その子は年中さんにあたるのですが、今年度から保育園に通い始めた女の子です。
初めての集団生活ともあって運動指導の運動あそびの時間に限らず、自分の心を打ち明けるのが苦手な様子でした。
僕自身もそうですが、担任の先生もその子の声を聞くことは、1日でも数回しかないということです。
ですが、お母さんによると自宅ではたくさん話すということなので、集団の中での過ごし方がまだ分からないという悩みを先生達も気にかけていました。

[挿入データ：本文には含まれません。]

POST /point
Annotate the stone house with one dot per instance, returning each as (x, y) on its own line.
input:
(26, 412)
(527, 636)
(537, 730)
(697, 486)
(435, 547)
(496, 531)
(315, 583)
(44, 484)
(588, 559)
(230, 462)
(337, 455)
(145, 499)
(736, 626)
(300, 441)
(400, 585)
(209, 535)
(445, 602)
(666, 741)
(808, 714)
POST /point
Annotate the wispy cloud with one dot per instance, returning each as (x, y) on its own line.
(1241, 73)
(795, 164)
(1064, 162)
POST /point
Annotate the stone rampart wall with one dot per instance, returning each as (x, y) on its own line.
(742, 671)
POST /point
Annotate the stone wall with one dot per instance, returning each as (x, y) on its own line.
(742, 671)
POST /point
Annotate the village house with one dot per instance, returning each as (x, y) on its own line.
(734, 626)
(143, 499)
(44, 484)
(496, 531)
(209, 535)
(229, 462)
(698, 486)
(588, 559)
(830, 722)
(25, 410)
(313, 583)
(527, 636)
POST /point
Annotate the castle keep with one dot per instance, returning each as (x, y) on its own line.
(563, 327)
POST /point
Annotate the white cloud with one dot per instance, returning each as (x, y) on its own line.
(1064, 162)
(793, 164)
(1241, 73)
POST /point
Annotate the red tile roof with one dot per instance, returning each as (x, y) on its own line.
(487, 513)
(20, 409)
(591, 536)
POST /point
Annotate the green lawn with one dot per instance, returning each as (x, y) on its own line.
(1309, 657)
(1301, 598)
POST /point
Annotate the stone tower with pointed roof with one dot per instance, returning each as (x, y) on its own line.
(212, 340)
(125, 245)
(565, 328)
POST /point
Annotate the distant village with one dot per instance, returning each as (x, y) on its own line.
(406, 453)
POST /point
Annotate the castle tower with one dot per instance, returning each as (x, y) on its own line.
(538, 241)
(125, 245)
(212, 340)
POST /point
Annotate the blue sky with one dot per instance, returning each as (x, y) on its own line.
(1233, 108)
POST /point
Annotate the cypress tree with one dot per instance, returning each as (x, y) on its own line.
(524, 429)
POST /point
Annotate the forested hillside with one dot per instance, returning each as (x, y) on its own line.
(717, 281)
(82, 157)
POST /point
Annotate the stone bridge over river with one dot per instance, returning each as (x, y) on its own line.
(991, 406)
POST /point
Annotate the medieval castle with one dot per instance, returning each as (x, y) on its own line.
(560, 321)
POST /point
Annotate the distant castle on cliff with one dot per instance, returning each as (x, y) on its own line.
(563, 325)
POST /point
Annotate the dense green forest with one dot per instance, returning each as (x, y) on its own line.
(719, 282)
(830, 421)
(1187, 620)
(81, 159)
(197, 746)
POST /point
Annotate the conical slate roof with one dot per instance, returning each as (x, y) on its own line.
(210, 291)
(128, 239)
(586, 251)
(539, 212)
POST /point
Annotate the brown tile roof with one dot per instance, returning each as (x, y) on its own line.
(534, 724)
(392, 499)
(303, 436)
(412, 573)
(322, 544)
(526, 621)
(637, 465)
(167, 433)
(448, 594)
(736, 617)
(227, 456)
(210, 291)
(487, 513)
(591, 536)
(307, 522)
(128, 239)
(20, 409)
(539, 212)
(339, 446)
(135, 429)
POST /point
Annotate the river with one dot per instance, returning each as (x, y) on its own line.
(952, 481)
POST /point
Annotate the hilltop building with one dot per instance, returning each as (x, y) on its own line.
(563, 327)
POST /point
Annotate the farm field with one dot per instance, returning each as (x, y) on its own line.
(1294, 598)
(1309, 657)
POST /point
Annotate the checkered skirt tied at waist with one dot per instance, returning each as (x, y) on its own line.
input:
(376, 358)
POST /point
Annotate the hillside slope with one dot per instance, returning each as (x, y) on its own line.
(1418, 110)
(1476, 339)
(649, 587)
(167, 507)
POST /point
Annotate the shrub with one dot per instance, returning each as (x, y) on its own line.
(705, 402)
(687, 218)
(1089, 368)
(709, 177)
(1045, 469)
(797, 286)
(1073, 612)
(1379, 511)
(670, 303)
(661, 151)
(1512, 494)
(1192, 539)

ほとんど感情を表さないその子に対して、何とかできないかな?と僕自身も考えることが多く、そこでとある方法を試してみることにしました。
それがタイトルにもある「ヒーローポーズ」です。
ここでいうヒーローポーズとは、背筋を伸ばして胸を張り、少し大股で腰に手を当てるポーズのことです。
実はこのポーズですが、研究者の中では「パワーポーズ」とも呼ばれ、著名人や実業家によく見られるポーズと言われており、自信を高めたり、より肯定的に自己認識を促すことできるとのことです。
なんか嘘っぽくも聞こえますが(笑)
例えば、落ち込んでいるときや悲しいときはうつむきがちになったり、怖いときは首をすくめて背中を丸める姿勢を取りませんか?
反対に幸せを感じているときや物事がうまくいっているときは、自然と胸を張り、背筋が伸びているかと思います。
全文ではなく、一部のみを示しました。